Foreign Institutional Investors have withdrawn more than Rs 2 lakh crore [5] from India's secondary markets during the first four months of 2026.
This exodus of capital signals a shift in global investor confidence. The scale of the sell-off suggests that external macroeconomic pressures are currently outweighing India's internal growth narrative, potentially impacting market stability and household wealth.
Reports indicate that investors pulled out more than $24 billion [1] during the first five months of 2026. This follows a trend of volatility where FIIs withdrew approximately Rs 1.98 lakh crore [2] in the first four months of the year. For comparison, FIIs withdrew Rs 1.66 lakh crore [3] throughout all of 2025, meaning the 2026 outflows have already surpassed the previous year's total in a fraction of the time.
Several factors are driving this trend. Geopolitical instability, specifically the Iran-U.S. war, contributed to a sell-off that topped Rs 1.6 lakh crore [4]. Market analysts said high crude oil prices, reaching around $114 per barrel, are a primary deterrent for foreign capital. Currency pressure has further complicated the environment for international funds.

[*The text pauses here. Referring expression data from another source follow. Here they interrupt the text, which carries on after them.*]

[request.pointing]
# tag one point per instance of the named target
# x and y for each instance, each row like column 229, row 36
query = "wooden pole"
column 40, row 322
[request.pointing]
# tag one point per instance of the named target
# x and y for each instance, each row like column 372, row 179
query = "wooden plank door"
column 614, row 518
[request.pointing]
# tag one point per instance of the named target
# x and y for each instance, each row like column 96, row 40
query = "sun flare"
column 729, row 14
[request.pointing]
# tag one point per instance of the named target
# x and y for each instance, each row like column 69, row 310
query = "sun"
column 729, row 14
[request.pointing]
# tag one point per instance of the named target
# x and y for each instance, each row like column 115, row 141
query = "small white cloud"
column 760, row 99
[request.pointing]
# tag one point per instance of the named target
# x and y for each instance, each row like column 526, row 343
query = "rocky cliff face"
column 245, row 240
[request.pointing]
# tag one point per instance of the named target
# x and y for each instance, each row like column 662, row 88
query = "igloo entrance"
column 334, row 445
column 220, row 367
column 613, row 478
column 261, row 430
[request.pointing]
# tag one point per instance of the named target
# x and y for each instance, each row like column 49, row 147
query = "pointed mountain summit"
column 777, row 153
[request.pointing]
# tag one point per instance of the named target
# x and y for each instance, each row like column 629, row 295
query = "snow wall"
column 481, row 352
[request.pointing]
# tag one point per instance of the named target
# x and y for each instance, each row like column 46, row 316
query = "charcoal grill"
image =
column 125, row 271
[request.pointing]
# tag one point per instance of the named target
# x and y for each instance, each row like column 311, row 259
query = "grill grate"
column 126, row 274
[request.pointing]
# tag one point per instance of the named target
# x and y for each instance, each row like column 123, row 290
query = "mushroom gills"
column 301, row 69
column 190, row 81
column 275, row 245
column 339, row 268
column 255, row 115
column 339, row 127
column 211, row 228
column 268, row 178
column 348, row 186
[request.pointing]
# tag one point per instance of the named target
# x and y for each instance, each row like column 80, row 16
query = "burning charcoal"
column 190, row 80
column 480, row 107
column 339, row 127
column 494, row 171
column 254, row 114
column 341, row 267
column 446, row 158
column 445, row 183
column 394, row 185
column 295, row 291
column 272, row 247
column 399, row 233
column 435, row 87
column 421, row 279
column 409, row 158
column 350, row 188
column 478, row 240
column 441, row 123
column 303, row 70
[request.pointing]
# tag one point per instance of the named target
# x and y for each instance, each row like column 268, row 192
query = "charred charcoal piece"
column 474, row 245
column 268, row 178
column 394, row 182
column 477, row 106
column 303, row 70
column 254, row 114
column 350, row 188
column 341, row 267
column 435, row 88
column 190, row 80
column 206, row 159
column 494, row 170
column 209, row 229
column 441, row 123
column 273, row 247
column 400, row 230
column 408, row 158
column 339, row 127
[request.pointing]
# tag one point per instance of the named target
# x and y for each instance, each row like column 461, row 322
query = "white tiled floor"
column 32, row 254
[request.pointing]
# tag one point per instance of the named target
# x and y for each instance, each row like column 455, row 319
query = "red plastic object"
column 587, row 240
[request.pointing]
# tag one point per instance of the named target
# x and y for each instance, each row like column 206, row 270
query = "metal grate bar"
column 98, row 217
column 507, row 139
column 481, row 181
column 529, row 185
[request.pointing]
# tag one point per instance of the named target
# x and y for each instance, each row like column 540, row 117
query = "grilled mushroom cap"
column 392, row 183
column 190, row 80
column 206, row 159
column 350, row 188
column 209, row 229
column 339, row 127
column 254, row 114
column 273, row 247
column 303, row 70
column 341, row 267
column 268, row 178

Beyond geopolitical risks, a shift in technological investment is redirecting capital. Investors are increasingly attracted to AI-focused opportunities in Taiwan and South Korea, leading them to pivot away from Indian equities to capture growth in the semiconductor and artificial intelligence sectors.
Despite the outflows, some financial institutions suggest the long-term outlook remains intact. BofA said investors do not want to miss what comes next in the India story, even as they manage current risks. However, the immediate pressure remains as the market waits for a reversal in the trend of capital flight.

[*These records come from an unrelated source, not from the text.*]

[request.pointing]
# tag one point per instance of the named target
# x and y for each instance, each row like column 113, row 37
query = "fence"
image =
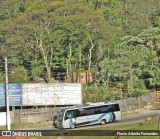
column 33, row 115
column 47, row 113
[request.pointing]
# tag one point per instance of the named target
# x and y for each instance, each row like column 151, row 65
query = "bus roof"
column 89, row 105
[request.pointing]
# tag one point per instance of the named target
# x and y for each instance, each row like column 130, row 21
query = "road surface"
column 125, row 120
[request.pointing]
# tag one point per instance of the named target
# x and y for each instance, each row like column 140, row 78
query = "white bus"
column 95, row 113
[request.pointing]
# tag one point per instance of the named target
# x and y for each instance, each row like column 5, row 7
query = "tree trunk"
column 45, row 60
column 90, row 58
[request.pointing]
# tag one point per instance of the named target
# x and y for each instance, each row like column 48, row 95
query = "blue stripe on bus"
column 70, row 121
column 110, row 117
column 104, row 114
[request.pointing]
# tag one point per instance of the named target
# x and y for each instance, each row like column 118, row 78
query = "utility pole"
column 7, row 96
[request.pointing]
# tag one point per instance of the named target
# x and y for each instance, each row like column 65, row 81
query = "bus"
column 94, row 113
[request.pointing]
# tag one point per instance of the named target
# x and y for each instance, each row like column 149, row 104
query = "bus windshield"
column 60, row 114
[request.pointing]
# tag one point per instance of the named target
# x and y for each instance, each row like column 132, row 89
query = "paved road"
column 125, row 120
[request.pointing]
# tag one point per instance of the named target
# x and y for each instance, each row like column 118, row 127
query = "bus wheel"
column 72, row 126
column 103, row 122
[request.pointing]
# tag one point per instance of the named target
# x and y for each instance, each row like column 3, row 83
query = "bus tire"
column 103, row 122
column 72, row 126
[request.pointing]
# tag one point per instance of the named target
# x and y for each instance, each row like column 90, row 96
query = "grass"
column 146, row 125
column 24, row 126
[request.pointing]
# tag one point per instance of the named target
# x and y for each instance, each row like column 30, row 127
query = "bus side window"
column 104, row 109
column 69, row 114
column 77, row 113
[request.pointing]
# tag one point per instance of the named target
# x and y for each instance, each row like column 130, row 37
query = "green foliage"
column 118, row 39
column 18, row 75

“Foreign investors have pulled out more than $24 billion from Indian equities in the first five months of 2026.”
The rapid withdrawal of FII capital reflects a 'risk-off' sentiment where global investors prioritize liquidity and stability over emerging market growth. By shifting funds toward AI hubs in East Asia and reacting to energy price shocks, investors are hedging against geopolitical instability in the Middle East. This creates a valuation gap in Indian equities that may persist until oil prices stabilize or the AI trade reaches a saturation point.